Background information
- Born: Frank Otis Frost April 15, 1936 (or 1938) Auvergne, Jackson County, Arkansas, United States
- Died: October 12, 1999 (aged 63) Helena, Arkansas, U.S.
- Genres: Blues
- Instrument: Harmonica

= Frank Frost =

American blues harmonica player (c. 1936–1999)

Frank Otis Frost (April 15, 1936 or 1938 – October 12, 1999) was one of the foremost American Delta blues harmonica players of his generation.

==Life and career==
Most sources state that Frost was born in 1936 in Auvergne, Jackson County, Arkansas, though researchers Bob Eagle and Eric LeBlanc state Patterson, Woodruff County, in 1938. Frost began his musical career at a young age by playing the piano for his family church.

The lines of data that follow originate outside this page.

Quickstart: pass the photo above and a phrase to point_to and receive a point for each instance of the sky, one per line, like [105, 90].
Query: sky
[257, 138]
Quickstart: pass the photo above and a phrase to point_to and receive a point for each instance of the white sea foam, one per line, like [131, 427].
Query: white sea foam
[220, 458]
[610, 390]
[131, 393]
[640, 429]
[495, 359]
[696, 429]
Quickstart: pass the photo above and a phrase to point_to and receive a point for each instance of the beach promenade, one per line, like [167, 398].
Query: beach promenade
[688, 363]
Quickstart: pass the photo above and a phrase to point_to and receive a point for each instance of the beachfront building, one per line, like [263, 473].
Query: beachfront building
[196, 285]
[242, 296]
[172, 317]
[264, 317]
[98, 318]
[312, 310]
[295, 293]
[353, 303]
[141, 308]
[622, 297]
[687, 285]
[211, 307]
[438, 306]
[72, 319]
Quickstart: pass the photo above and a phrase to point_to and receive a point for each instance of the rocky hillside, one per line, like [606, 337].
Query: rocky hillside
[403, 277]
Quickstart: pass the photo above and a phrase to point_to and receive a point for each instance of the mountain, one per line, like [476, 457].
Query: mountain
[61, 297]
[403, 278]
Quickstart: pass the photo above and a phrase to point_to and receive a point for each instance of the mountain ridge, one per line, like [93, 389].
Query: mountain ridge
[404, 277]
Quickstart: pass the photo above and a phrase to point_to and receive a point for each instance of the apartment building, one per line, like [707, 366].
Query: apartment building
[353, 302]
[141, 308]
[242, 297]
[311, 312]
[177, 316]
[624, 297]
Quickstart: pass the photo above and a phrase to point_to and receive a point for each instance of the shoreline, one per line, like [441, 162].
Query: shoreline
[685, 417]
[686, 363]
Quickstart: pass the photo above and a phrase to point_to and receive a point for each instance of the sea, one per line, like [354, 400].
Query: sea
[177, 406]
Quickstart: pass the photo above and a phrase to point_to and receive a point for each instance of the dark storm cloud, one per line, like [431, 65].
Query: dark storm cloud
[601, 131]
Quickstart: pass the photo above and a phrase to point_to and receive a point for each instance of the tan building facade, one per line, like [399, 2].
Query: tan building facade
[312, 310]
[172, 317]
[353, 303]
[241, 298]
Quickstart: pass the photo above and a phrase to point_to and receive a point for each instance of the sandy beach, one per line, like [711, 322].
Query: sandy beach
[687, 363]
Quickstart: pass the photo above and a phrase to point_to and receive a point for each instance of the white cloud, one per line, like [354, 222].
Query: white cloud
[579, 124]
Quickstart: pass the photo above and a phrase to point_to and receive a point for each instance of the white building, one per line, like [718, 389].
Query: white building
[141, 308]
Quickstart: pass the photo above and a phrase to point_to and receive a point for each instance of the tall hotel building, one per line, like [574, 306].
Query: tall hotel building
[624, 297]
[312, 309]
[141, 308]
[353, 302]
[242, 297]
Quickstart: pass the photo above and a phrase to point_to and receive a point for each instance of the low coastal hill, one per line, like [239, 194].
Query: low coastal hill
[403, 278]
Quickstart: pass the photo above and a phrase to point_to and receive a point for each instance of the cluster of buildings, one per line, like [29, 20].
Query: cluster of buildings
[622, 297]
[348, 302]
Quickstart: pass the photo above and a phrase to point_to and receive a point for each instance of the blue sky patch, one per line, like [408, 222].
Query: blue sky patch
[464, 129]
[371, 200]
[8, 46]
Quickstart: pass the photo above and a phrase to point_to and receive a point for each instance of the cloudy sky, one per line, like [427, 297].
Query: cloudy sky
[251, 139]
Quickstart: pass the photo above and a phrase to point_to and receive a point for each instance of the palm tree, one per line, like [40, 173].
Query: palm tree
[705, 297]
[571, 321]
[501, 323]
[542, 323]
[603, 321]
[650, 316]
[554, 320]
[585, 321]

At the age of 15, Frost left for St. Louis, where he became a guitarist. At the age of 18, Frost began touring with drummer Sam Carr and Carr's father, Robert Nighthawk. Soon after touring, he toured again with Sonny Boy Williamson II for several years, who helped teach him how to play the harmonica.

While playing with guitarist Big Jack Johnson, Frost attracted the interest of the record producer Sam Phillips, founder of Sun Records. Some recordings of note that followed included "Hey Boss Man" and "My Back Scratcher". Frost also recorded for the Jewel label, four years later. The Sun Records and Jewel Records material was re-released on one CD by Charly Records of London, England.

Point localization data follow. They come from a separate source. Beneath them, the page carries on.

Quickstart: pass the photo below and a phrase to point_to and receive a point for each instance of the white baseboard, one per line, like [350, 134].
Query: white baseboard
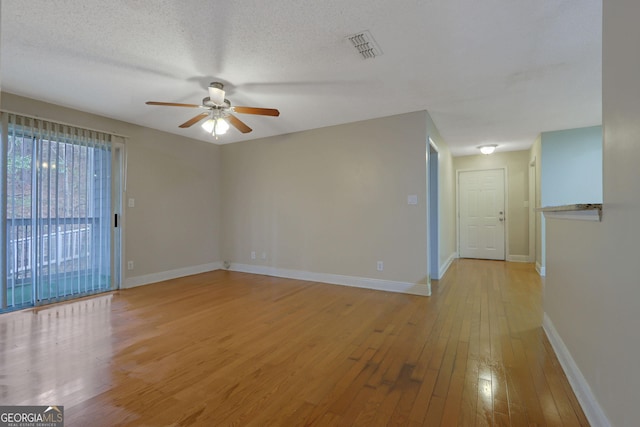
[518, 258]
[132, 282]
[590, 405]
[540, 269]
[423, 289]
[444, 267]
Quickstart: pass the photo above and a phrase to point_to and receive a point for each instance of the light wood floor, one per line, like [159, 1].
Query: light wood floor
[227, 348]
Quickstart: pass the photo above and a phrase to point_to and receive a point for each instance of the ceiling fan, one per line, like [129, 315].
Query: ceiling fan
[220, 112]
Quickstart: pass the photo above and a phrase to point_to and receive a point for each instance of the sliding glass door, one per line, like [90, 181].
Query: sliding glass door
[58, 212]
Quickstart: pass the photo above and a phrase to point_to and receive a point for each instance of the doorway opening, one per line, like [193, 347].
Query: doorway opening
[432, 211]
[481, 214]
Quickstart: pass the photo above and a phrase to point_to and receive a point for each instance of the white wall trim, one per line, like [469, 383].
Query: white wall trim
[540, 269]
[518, 258]
[423, 289]
[132, 282]
[590, 405]
[444, 267]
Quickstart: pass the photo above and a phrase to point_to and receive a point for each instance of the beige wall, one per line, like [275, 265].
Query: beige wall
[447, 197]
[593, 274]
[517, 215]
[175, 223]
[331, 200]
[535, 155]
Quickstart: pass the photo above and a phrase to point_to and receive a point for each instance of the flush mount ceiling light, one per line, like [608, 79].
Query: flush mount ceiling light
[488, 149]
[365, 44]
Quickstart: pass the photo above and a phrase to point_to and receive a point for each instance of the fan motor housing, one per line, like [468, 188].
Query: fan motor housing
[208, 103]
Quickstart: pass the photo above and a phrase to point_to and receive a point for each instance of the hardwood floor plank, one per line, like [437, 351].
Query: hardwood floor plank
[226, 348]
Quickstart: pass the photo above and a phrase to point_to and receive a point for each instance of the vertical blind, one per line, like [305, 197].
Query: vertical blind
[58, 211]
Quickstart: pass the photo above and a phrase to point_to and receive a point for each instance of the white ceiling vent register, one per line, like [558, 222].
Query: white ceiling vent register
[366, 45]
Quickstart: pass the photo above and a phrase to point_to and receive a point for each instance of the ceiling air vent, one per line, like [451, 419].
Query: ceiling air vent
[366, 45]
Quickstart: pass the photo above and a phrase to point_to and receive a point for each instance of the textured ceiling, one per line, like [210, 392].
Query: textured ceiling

Album cover of Hey Boss Man

In the late 1970s, Frost was re-discovered by a blues enthusiast, Michael Frank, who began releasing albums on his Earwig Music Company label by the trio, now called The Jelly Roll Kings, after a song from their album, Hey Boss Man.

Frost appeared in the films Deep Blues: A Musical Pilgrimage to the Crossroads and Crossroads.

In later years, Frost's health declined, yet he continued to play. Four days before his death, he appeared with Carr at the King Biscuit Blues Festival. He died of cardiac arrest in Helena, Arkansas in 1999, and is buried in Magnolia Cemetery in Helena.